- Theatrical release poster
- Directed by: Claude Lelouch
- Written by: Claude Lelouch Pierre Leroux Pierre Uytterhoeven
- Produced by: Claude Lelouch
- Starring: Jeremy Irons Patricia Kaas Thierry Lhermitte Alessandra Martines
- Cinematography: Pierre-William Glenn
- Edited by: Hélène de Luze
- Music by: Michel Legrand
- Distributed by: Paramount Classics (English-speaking territories) SND Films (France)
- Release date: 29 May 2002;
- Running time: 128 minutes
- Countries: France United Kingdom
- Languages: French English Arabic Italian

= And Now... Ladies and Gentlemen =

And Now... Ladies and Gentlemen is a 2002 thriller film directed by Claude Lelouch and starring Jeremy Irons and Patricia Kaas.

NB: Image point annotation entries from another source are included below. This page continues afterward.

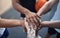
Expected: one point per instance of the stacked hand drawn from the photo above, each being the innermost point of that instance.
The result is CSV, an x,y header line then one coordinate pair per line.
x,y
34,20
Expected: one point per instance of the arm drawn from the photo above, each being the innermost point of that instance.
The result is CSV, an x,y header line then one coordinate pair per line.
x,y
46,7
10,23
52,24
19,7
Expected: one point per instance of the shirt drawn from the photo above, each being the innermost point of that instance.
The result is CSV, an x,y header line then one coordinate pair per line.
x,y
57,16
1,30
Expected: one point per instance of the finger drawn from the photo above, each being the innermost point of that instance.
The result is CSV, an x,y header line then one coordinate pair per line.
x,y
33,22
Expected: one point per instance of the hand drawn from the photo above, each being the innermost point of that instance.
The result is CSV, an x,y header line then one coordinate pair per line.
x,y
33,18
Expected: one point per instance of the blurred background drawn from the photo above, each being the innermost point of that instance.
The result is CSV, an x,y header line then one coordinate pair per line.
x,y
8,12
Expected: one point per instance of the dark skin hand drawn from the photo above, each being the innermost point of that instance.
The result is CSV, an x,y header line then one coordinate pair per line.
x,y
31,17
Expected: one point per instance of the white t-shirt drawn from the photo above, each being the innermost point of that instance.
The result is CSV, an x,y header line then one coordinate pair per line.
x,y
57,15
1,30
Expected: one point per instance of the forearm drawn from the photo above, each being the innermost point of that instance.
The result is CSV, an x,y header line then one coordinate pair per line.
x,y
19,7
10,23
52,24
46,7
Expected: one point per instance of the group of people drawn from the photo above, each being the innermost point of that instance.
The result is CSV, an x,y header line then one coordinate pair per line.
x,y
27,10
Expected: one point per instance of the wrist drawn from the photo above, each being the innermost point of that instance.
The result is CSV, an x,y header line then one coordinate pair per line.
x,y
44,24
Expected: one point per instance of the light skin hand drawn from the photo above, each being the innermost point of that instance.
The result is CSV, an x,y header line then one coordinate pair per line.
x,y
33,19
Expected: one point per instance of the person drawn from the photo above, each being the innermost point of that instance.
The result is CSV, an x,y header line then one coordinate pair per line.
x,y
28,8
3,32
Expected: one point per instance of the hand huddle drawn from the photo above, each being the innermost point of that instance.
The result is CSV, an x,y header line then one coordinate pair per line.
x,y
33,21
32,25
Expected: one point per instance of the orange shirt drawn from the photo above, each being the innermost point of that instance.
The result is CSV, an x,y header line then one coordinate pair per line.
x,y
39,4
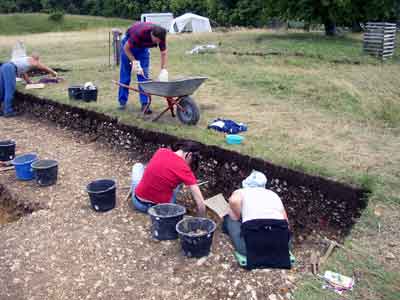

Patricia Kaas also released a song with the same title on her 2002 album Piano Bar. Tracks from the album, which according to the cover notes were inspired by the film, were used in the movie. It was screened out of competition at the 2002 Cannes Film Festival.

==Premise==
Valentin (Jeremy Irons), a gentleman burglar like Arsène Lupin, is wanted by the police. He embarks on a sailboat for a tour of the world. Jane (Patricia Kaas) dreams of leaving the American-style bar in which she works as a jazz singer. Valentin and Jane fall in love with each other. While coping with memory problems, they find themselves in a hotel on the coast of Morocco, where a jewellery theft has taken place.

==Cast==
- Jeremy Irons - Valentin Valentin
- Patricia Kaas - Jane Lester
- Thierry Lhermitte - Thierry
- Alessandra Martines - Françoise
- Claudia Cardinale - Madame Falconetti
- Jean-Marie Bigard - Dr. Lamy/Pharmacist
- Ticky Holgado - Boubou
- Yvan Attal - David
- Amidou - Police Inspector
- Sylvie Loeillet - Soleil
- Constantin Alexandrov - Monsieur Falconetti
- Stéphane Ferrara - Sam Hernandez, the Boxer
- Samuel Labarthe - Trumpet Player
- Paul Freeman - English Customer
- Souad Amidou - Chambermaid

==Reception==
And Now... Ladies and Gentlemen received mixed reviews. On the review aggregator website Rotten Tomatoes, the film has an approval rating of 47%, based on 74 reviews, with an average rating of 5.5/10. The website's consensus reads, "The plot is convoluted and awash in suds."